Generate Calibration Curves
TableCurve 3D excels for those applications in the field of calibration science where an additional variable, such as temperature, influences the calibration. Whether you need to calibrate a sensor, a flow meter, wind tunnel measurements or satellite instrumentation signals, TableCurve 3D can furnish the ideal approximating function.
Produce Equations for Complex Modeling or Monte-Carlo Simulations
TableCurve 3D can be used to convert empirical data from hundreds of sources into simplified surface equations. These equations can then be input into complex models or Monte-Carlo simulations to simulate the effects of hundreds or even thousands of variables upon a given model.
Fit Tabulated Data
Frequently, scientists and engineers need to convert tables of data found in handbooks or journal publications into a simple equation, often for use in software or microcode. TableCurve 3D is capable of producing equations which preserve all or most of the accuracy present within the tabulated data. TableCurve 3D even furnishes a Precision Summary for instrument designers who must use fixed point math in their microprocessors.
There is no simpler, faster or more automated way to interpolate surface data than TableCurve 3D. Data tables or individual points are effortlessly generated for even the most demanding data sets.
Precisely Characterizing Changes in Surface Condition of Material Combusted in Microgravity Environment Using Ultrasonic Imaging and TableCurve 3D®
Three dimensional TableCurve 3D graphs made before-and-after combustion in Space Shuttle microgravity of a plastic specimen surface height profile that demonstrates the flame spread mechanism at work.
Precisely characterizing the changes in surface condition of material combusted in microgravity environment were made using ultrasonic imaging and TableCurve 3D. A comparison was made of the material specimens before and after microgravity combustion experiments. It was important to characterize the changed surface profile after the burn. These experiments were performed to better understand how flames spread in the microgravity environment such as would be present on the International Space Station. This type of information is critical for safety of astronauts on the Space Station.
Ultrasonic imaging technique were used to acquire precise information about the surface profile before and after the burn. This involved acquiring precise ultrasonic wave time-of-flight data across the entire surface. The time-of-flight measurements (x,y position and time-of-flight (msec)) were converted to surface depression (microns).

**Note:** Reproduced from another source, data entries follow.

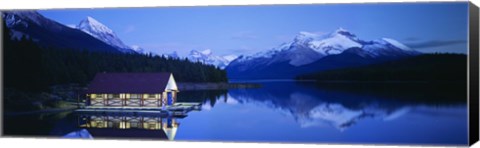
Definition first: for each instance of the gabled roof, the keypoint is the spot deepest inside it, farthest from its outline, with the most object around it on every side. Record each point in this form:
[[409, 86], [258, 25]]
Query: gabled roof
[[129, 83]]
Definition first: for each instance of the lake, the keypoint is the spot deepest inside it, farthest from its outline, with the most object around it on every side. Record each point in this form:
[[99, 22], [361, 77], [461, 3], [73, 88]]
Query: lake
[[286, 112]]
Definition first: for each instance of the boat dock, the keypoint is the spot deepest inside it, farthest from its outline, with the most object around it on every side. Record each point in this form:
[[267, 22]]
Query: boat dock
[[179, 109]]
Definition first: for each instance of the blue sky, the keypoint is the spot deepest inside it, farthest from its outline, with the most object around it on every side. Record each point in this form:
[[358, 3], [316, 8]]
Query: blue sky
[[426, 27]]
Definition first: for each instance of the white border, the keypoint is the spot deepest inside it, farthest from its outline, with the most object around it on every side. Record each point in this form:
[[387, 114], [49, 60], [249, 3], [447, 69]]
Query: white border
[[54, 4], [59, 4]]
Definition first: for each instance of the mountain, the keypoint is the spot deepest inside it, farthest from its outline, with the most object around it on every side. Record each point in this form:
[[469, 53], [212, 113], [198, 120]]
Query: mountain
[[207, 57], [49, 33], [447, 68], [311, 52], [103, 33]]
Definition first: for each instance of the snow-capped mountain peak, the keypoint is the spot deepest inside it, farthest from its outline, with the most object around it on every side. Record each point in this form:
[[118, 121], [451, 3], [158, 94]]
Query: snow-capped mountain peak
[[207, 57], [100, 31], [94, 26], [206, 52]]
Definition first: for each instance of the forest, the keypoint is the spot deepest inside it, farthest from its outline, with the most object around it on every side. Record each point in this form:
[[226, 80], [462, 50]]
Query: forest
[[29, 67]]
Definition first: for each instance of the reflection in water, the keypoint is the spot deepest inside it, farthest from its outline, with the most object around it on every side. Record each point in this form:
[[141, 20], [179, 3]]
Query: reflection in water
[[343, 105], [123, 126], [284, 112]]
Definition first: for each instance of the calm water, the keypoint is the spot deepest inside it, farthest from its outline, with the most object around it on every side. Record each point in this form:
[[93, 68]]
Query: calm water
[[292, 112]]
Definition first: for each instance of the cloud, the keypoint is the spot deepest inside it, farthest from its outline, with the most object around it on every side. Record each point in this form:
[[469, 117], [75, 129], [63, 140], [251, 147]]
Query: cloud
[[434, 43], [130, 28], [245, 35], [72, 25], [411, 39]]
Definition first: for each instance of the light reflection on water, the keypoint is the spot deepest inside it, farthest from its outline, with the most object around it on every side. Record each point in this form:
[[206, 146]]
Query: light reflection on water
[[298, 113]]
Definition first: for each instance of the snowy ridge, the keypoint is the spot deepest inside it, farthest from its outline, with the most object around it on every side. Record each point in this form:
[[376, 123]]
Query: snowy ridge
[[207, 57], [103, 33], [309, 47]]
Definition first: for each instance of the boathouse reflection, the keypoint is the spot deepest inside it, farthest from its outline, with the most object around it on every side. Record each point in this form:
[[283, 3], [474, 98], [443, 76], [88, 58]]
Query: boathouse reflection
[[122, 126]]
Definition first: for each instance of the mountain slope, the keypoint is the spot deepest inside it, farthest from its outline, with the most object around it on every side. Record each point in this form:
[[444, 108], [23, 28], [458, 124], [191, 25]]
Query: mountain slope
[[428, 67], [310, 52], [48, 33], [103, 33], [207, 57]]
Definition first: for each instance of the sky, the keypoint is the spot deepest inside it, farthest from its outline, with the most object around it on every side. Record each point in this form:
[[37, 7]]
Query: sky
[[245, 30]]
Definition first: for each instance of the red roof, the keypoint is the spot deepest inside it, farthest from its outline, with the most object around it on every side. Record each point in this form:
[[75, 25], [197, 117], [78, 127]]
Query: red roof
[[129, 83]]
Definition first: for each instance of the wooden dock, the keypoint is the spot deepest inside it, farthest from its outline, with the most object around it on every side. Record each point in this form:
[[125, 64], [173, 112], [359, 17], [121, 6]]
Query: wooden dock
[[179, 109]]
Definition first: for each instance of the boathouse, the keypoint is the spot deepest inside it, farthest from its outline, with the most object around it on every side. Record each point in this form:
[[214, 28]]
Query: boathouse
[[132, 90]]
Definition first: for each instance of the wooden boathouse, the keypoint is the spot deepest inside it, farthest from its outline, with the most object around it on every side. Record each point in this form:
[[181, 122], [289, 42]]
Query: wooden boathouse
[[132, 90]]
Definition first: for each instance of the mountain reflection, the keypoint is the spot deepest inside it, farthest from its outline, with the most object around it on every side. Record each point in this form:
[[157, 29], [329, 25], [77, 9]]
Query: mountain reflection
[[344, 105]]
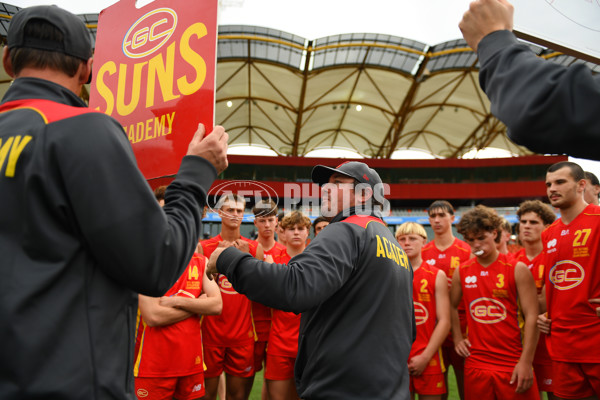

The experiment was done on the Space Shuttle flight# STS-54. The data was then imported into TableCurve 3D for 3D viewing and data manipulation.
The figures below show the surface height in microns of a plastic sample as a function of x and the y position in mm before and after the burn.
Figure 1 above shows a surface map of a material sample before burning in microgravity environment as it appears in TableCurve 3D.
Figure 2. The material sample after burning in microgravity as it appears in TableCurve 3D.
The burn front traveled from right-to-left and caused an ~ 1000 um depression initially, followed by a decreasing (ramping) depression, and finally, an actual increase (hump) in the surface before burning out.
The burn profile is significantly different from that seen in a normal gravity environment.
Below are the minimum requirements to run TableCurve:
- 486 Processor or higher
- 16 MB RAM required (32 MB or more recommended)
- 10MB hard disk space
Windows 10, 8.x, 7, Windows Vista, 95, 98, NT and XP (32 bit)